Mineral de Pozos
"I spent an afternoon watching a man grind a deer bone into a flute in the courtyard of a roofless hacienda — Mineral de Pozos is the kind of place that specializes in afternoons like that."
Mineral de Pozos is hard to categorize, which is probably why it has survived. I arrived on a Saturday morning in March, coming off the toll road from Querétaro city through a landscape that turns the color of old copper coins as you head north. The town announced itself with a water tower and then a scatter of stone buildings, some roofed, most not. A dog crossed the main plaza at the pace of someone who had nowhere to be. That struck me as the right introduction to a place that had already waited a hundred and fifty years for visitors who didn’t quite know what to do with it.
The Ruins Are the Point
The silver and copper ran out around 1910, roughly when the Revolution made everything else run out too, and Mineral de Pozos emptied with unusual thoroughness. What remained were the mine shafts — some still open to the sky, fenced loosely with wire that doesn’t particularly discourage curiosity — and the hacienda walls, which stand two and three stories in places but have long since surrendered their roofs. The effect is less melancholy than you’d expect. The high desert light does something to roofless stone buildings: it fills them the way it fills canyons, making the absence of a ceiling feel architecturally intentional rather than catastrophic. I walked into the Hacienda del Cinco Señores on a Tuesday afternoon and found it occupied only by a man painting watercolors in one corner and a cat sleeping in another. The colonial boom-and-bust cycle — the thing that shaped most of central Mexico without anyone ever drawing a map of it — is completely legible here. No interpretive panels, no audio guides. Just walls, and the desert pressing in at the edges.

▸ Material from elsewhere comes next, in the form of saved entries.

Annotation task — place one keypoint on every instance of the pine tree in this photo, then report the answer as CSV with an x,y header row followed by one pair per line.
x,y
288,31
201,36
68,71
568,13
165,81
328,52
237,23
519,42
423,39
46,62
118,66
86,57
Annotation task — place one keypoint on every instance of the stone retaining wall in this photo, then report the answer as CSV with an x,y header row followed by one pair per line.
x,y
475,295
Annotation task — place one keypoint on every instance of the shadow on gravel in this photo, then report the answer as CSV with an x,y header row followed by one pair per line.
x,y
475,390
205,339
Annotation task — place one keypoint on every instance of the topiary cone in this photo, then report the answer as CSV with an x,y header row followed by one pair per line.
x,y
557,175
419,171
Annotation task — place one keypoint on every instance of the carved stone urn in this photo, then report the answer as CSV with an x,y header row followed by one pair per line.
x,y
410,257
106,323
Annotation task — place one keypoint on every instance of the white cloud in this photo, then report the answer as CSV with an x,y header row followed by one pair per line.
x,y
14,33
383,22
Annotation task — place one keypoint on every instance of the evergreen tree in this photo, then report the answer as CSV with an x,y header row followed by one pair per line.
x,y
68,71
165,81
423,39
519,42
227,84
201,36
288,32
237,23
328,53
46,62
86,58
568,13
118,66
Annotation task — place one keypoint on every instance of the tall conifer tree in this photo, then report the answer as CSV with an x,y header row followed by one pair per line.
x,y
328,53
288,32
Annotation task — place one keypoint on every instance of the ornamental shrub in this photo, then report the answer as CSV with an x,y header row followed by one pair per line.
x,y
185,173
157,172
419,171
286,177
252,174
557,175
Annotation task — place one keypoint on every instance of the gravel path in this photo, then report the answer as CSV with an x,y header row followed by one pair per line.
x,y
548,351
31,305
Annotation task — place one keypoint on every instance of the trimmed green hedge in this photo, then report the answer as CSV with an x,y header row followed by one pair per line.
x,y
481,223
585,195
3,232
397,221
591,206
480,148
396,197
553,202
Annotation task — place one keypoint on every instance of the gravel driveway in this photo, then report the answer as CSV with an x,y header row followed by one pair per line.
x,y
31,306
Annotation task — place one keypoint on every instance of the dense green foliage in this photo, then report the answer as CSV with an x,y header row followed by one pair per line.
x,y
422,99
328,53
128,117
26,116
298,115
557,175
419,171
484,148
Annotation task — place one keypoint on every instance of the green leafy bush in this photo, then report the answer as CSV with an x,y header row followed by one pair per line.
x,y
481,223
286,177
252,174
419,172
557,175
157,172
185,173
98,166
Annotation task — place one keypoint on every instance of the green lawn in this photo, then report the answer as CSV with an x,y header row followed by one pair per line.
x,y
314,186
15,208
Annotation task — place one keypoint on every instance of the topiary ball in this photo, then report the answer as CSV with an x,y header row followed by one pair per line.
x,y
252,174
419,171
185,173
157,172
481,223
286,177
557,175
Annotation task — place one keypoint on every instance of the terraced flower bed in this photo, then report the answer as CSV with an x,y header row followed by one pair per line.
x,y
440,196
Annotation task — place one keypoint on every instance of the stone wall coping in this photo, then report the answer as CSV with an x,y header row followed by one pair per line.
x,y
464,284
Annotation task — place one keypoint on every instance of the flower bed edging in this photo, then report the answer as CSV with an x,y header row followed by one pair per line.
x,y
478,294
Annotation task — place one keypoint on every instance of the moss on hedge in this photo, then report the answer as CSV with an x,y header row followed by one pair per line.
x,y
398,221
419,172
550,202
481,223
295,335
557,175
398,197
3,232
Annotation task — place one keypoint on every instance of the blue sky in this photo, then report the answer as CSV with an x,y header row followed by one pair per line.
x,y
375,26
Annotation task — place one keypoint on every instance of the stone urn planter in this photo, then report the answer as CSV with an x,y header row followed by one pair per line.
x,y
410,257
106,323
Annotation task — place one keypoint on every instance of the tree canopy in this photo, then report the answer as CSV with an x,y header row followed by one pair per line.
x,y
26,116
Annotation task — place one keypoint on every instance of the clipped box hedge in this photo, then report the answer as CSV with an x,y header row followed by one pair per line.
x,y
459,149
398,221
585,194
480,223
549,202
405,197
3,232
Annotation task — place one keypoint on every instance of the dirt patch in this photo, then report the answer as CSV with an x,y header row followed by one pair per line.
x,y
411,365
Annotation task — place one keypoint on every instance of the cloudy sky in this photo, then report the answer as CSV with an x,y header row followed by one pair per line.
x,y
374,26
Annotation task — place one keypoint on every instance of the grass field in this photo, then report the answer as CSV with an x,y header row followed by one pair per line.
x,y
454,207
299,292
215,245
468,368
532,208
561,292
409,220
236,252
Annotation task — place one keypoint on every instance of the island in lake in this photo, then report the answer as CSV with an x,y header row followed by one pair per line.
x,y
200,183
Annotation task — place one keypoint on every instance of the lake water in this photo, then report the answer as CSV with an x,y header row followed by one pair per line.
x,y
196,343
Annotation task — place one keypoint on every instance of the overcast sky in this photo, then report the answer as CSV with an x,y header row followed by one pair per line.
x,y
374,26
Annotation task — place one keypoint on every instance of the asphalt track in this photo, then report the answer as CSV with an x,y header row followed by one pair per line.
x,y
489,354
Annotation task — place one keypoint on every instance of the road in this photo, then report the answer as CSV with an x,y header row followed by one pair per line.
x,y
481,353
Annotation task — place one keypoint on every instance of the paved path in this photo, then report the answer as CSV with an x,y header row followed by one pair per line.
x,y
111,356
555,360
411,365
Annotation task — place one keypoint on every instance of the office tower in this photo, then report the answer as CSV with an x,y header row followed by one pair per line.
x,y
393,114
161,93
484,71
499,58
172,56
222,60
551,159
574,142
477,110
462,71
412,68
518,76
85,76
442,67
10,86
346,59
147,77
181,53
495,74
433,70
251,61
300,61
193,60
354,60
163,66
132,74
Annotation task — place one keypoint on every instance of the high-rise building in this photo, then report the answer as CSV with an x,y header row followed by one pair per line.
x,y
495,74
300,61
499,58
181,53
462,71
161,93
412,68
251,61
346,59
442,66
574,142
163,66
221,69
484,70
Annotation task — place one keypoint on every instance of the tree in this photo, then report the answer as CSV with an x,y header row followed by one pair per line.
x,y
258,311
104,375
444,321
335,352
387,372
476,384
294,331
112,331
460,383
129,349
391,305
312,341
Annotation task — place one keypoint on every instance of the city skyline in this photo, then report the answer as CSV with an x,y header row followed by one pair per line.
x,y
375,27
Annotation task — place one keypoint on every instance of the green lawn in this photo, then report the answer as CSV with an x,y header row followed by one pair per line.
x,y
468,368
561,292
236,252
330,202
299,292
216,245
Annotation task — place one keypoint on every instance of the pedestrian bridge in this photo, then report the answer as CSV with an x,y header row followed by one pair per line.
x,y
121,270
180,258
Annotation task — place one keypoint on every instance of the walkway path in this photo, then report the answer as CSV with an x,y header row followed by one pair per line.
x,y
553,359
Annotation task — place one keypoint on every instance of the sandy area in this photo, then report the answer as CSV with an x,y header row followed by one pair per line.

Bone Flutes and Clay Ocarinas
The slow resurrection of Pozos is, in large part, a musicians’ project. Workshops selling pre-Hispanic instruments — bone flutes made from deer leg, clay ocarinas shaped like owls and fish — have settled into the ruins with what looks like permanence. The afternoon I keep returning to in my head happened in a courtyard off Calle Cinco de Mayo, where a man named Alejandro was grinding a deer bone against a flat stone with the patience of someone who has been doing this for decades and has no intention of stopping. He sold me a double flute for 280 pesos and played it first to demonstrate the range, which was four notes and considerably more expressive than I expected. The small market ringing the main plaza — quieter than Oaxaca’s Mercado de Artesanías, more serious than the souvenir rows in San Miguel — has the same quality. The craft here is not decorative. It is functional in a way that the ruins behind it make difficult to dismiss.

Where the Day Anchors
The restaurant situation in Pozos is spare, which focuses the mind usefully. Las Delicias on the plaza serves decent enfrijoladas and a goat barbacoa on Sundays that arrives in clay wrapped in maguey leaves — I ate it standing at a folding table because the seating was full by eleven. For a room, Casa Montana has a garden that looks like it was transplanted from somewhere in southern Portugal; breakfast is included and appears without being requested. For an afternoon drink, the mezcalería past the parish church on the corner stocks several local agaves I couldn’t identify, poured by a man who seemed genuinely relieved to be asked about them.

Getting There
Mineral de Pozos sits about two hours by car from Querétaro city and forty minutes from San Miguel de Allende. There is no direct bus from Querétaro — take a first-class service to San Luis de la Paz and negotiate a taxi from there, roughly 25 minutes and 150 pesos. Altitude is around 2,200 meters. The dry season from October through April is most comfortable, though the summer storms roll in fast from the north and look spectacular from a covered courtyard.